85W Poster - Evolutionary Genetics
Wednesday June 08, 9:15 PM - 10:00 PM

Gene regulation, environmental adaptation, and parallel expression divergence in Mus musculus domesticus


Authors:
Sylvia Durkin; Mallory Ballinger; Michael Nachman

Affiliation: University of California, Berkeley, Berkeley, CA

Keywords:
Comparative genomics & genome evolution

Gene regulatory divergence has long been appreciated as an important driving force of adaptive evolution. This divergence can be in cis-regulatory elements, which act locally, in an allele-specific manner, or trans-regulatory elements, which act distally, potentially affecting many genes.

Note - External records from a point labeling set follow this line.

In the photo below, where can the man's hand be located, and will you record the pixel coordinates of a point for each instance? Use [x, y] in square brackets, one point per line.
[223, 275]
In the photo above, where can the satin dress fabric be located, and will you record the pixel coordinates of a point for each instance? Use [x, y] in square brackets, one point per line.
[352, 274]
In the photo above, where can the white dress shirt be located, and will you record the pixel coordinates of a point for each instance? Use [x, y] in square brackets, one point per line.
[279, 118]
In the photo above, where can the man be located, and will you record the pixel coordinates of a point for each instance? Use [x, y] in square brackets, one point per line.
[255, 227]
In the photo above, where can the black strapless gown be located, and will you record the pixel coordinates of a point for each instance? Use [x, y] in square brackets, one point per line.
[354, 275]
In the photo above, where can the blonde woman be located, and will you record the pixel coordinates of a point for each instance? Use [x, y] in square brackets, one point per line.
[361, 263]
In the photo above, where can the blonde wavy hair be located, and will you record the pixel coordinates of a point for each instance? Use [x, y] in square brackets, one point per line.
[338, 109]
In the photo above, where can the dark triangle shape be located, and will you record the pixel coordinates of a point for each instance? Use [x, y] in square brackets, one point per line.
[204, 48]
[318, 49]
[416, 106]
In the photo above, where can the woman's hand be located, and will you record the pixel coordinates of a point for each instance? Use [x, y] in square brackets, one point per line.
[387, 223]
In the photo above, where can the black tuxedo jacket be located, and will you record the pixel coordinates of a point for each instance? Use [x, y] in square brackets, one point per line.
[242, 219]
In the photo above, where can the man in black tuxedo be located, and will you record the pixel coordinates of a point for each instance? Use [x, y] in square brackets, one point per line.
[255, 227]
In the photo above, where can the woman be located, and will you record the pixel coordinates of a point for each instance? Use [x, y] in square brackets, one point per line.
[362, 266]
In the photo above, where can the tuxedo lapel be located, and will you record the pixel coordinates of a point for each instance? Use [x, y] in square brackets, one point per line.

While the relative contribution of cis- and trans-acting regulation to expression divergence is a well-studied topic in evolutionary biology, few studies have investigated the evolution of gene regulatory mechanisms within the context of parallel adaptation. Here we use RNAseq of two wild-derived house mouse lines that independently adapted to northern, temperate environments and compare these to one southern, tropical-adapted line to address several open questions relating to gene regulatory evolution. To what extent are gene expression changes shared between cases of parallel adaptation? What is the relative contribution of cis- and trans- changes to adaptive evolution? Are cis- or trans- changes more likely to contribute to parallel expression divergence? This study in house mice represents one of the shortest divergence times to be investigated for the relative amount of cis- and trans-acting regulation (~500 generations), allowing us to understand the gene regulatory mechanisms involved in adaptive evolution at the earliest stages of divergence.